Obviously, that’s not true. There are definitely things a fighter could say that would force the UFC to take some action. Let your imagination run wild. Picture the fallout as it extends to UFC sponsors and broadcast partners. Freedom of speech might be a legal protection, but it is not and never has been a blanket immunity from consequences.

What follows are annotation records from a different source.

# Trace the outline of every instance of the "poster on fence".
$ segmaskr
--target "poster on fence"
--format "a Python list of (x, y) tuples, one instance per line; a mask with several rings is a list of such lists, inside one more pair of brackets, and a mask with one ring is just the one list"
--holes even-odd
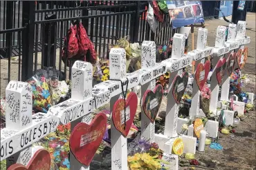
[(200, 1), (167, 1), (166, 3), (174, 28), (204, 21)]

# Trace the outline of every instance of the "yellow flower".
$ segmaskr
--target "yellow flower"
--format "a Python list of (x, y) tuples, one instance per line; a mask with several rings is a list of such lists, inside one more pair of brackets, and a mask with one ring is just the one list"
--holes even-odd
[(182, 129), (188, 129), (188, 125), (187, 125), (187, 124), (183, 124), (183, 125), (182, 125)]
[(101, 66), (101, 70), (104, 70), (105, 68), (106, 68), (106, 65), (102, 65), (102, 66)]
[(109, 74), (109, 68), (106, 68), (103, 70), (103, 74)]
[(105, 75), (103, 75), (101, 78), (101, 81), (107, 81), (109, 78), (108, 78), (108, 76), (107, 74)]
[(42, 85), (42, 87), (43, 87), (44, 89), (49, 89), (49, 87), (46, 82), (43, 83), (43, 84)]

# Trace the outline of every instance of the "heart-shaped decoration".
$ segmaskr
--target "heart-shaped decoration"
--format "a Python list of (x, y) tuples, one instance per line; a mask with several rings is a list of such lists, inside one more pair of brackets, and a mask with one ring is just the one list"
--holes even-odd
[(81, 164), (90, 165), (102, 140), (107, 128), (107, 121), (106, 115), (100, 113), (89, 125), (80, 123), (73, 129), (69, 147), (72, 153)]
[(235, 59), (234, 52), (230, 52), (227, 59), (227, 71), (228, 76), (230, 76), (232, 72), (234, 70), (235, 64)]
[[(129, 94), (125, 100), (125, 100), (123, 98), (119, 98), (113, 105), (112, 111), (112, 120), (113, 125), (116, 129), (121, 132), (121, 134), (125, 137), (127, 136), (131, 127), (131, 124), (134, 122), (137, 105), (137, 95), (134, 92)], [(125, 120), (125, 117), (126, 118)]]
[(162, 85), (157, 85), (152, 92), (147, 89), (143, 96), (143, 107), (145, 114), (154, 123), (162, 102), (163, 89)]
[(200, 138), (200, 132), (203, 129), (203, 120), (201, 118), (196, 118), (194, 123), (194, 132), (197, 138)]
[(240, 69), (242, 69), (246, 64), (248, 57), (248, 47), (239, 49), (237, 52), (237, 64)]
[(200, 63), (197, 65), (194, 76), (200, 91), (202, 90), (203, 87), (207, 81), (207, 77), (208, 76), (210, 72), (210, 63), (209, 61), (206, 61), (204, 64)]
[(172, 87), (172, 95), (177, 104), (179, 104), (182, 96), (184, 94), (188, 81), (188, 73), (184, 72), (182, 78), (176, 75), (174, 78)]
[(14, 164), (8, 170), (50, 170), (51, 156), (47, 150), (41, 149), (37, 151), (27, 166)]
[(226, 58), (221, 59), (216, 65), (216, 76), (219, 85), (222, 85), (223, 76), (225, 73), (226, 61)]

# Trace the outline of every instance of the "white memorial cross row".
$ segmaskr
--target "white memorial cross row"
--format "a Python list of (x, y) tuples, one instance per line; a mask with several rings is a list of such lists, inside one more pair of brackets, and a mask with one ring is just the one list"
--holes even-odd
[(1, 129), (1, 160), (55, 131), (60, 123), (57, 116), (44, 113), (35, 114), (33, 118), (32, 125), (22, 130)]

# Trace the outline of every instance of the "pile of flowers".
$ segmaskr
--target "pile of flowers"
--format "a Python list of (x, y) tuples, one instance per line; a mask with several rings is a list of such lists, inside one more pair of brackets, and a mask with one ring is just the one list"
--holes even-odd
[(234, 70), (230, 75), (230, 91), (236, 94), (241, 101), (246, 103), (248, 94), (241, 90), (243, 84), (244, 82), (246, 83), (245, 80), (245, 76), (241, 76), (240, 70)]
[(170, 78), (170, 73), (166, 72), (165, 74), (161, 75), (156, 79), (156, 85), (161, 84), (163, 89), (165, 89), (168, 87), (169, 84), (169, 78)]
[(102, 81), (105, 81), (109, 79), (109, 67), (108, 65), (108, 62), (104, 62), (101, 66), (101, 70), (102, 72), (102, 76), (101, 77)]
[(163, 151), (156, 143), (147, 144), (145, 141), (139, 142), (140, 147), (143, 145), (143, 151), (128, 156), (128, 164), (130, 170), (157, 170), (167, 169), (163, 164), (168, 162), (161, 160)]
[(212, 92), (205, 83), (200, 93), (200, 106), (206, 116), (210, 116), (210, 101)]
[(60, 100), (65, 100), (64, 98), (71, 92), (71, 81), (67, 82), (67, 83), (64, 81), (50, 81), (50, 85), (52, 105), (57, 105)]
[(33, 110), (46, 113), (50, 107), (71, 97), (71, 82), (59, 81), (53, 68), (39, 70), (27, 82), (32, 87)]
[(171, 55), (172, 46), (167, 46), (166, 45), (160, 45), (156, 50), (156, 61), (161, 62), (169, 58)]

Somewhere out there is a line that a UFC fighter really can’t cross without the company deciding it would be better off without him. What White just told us is that advocating for Adolf Hitler isn’t it. Not yet.
White is definitely right about one thing, though. When he referred to Mitchell’s brand of ignorance as a symptom of a world that offers so many ways of amplifying the worst and most disgusting ideas, he was onto something.
“That’s the problem with the internet and social media,” White said. “You provide a platform for a lot of dumb, ignorant people.”
Just seems like it’s not only the internet and social media providing that platform. And it seems like it’s not going to stop any time soon.